New Zealand marine manufacturer Tru-Design Plastics Ltd, an specialist in manufacturing difficult-to-mould engineering polymers and the development of innovative marine components, has gained ABYC (American Boat and Yacht Council) H27 compliance for its range of through hull valve fittings.

Gaining the ABYC compliance allows Tru-Design to enter the North American market.

Tru-Design managing director Alan Maddox comments: “ABYC compliance enables our products to be freely sold in the North American market and complements our IMCI and Bureau Veritas certifications for through-hulls and sea cocks. We now export our marine fittings to over 40 countries world- wide, with a strong brand following in Europe and Australasia.”

Load Bearing Collars are the company’s latest released and now ABYC compliant.

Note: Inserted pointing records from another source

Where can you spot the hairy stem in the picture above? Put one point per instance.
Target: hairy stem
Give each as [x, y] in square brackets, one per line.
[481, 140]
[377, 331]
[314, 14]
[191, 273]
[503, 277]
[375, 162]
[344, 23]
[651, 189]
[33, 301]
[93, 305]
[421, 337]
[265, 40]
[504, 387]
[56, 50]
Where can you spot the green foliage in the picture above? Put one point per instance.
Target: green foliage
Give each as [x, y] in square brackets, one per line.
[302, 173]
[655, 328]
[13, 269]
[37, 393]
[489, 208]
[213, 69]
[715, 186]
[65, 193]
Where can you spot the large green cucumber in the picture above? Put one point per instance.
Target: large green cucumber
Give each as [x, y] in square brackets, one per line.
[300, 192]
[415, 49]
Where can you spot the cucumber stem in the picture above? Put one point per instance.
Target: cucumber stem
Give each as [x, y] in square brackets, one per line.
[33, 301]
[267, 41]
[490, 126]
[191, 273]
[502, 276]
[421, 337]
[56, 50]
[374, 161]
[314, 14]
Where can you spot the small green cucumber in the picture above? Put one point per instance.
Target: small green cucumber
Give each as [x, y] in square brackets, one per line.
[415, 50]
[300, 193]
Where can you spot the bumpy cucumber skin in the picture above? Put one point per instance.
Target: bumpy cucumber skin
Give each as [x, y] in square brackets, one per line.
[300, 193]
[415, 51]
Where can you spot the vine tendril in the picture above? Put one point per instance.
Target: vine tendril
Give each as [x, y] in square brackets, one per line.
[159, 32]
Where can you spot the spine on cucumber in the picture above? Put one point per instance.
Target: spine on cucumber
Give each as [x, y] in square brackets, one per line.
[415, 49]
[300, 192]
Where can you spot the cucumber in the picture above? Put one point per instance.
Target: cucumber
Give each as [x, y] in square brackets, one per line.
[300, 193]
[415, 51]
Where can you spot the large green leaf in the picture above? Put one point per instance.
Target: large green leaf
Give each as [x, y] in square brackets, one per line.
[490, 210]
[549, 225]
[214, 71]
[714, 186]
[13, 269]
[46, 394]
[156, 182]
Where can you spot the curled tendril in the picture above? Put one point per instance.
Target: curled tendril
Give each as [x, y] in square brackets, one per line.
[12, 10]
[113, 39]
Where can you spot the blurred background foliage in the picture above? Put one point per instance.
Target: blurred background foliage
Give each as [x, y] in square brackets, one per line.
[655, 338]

The range allow extreme loads to be spread evenly through vessel hulls increasing the existing International Marine Certification Institute (IMCI) compliant 155kg load rating of the skin fitting to 226.7kg (500lb) for the entire skin fitting-ball valve-tail fitting assembly.

The ABYC H27 standard is a guide for the selection of materials, design, construction, and installation of seacocks, through-hull connections, drain plugs, and other fittings that penetrate the hull at or below the maximum heeled waterline and applies to all boats.

More recently, the Swedish Sea Rescue Society chose Tru-Design marine composite fittings for “Gunnel Larsson Class” rescue vessels. These vessels are designed to keep going in the most demanding rescue conditions from large seas to freezing temperatures.

“It is especially pleasing to see our products being used in the most extreme conditions of the Swedish archipelago. This is one more example where boatbuilders are turning to composite through hull fittings and ball valves as they are lighter, have no corrosion or electrolyse issues, withstand extreme temperatures and last the life time of the vessel.”

The company says boatbuilders using Tru-Design products include Hanse, Sunseeker, Princess, X Yachts, Cheoy Lee Shipyards, and Salona.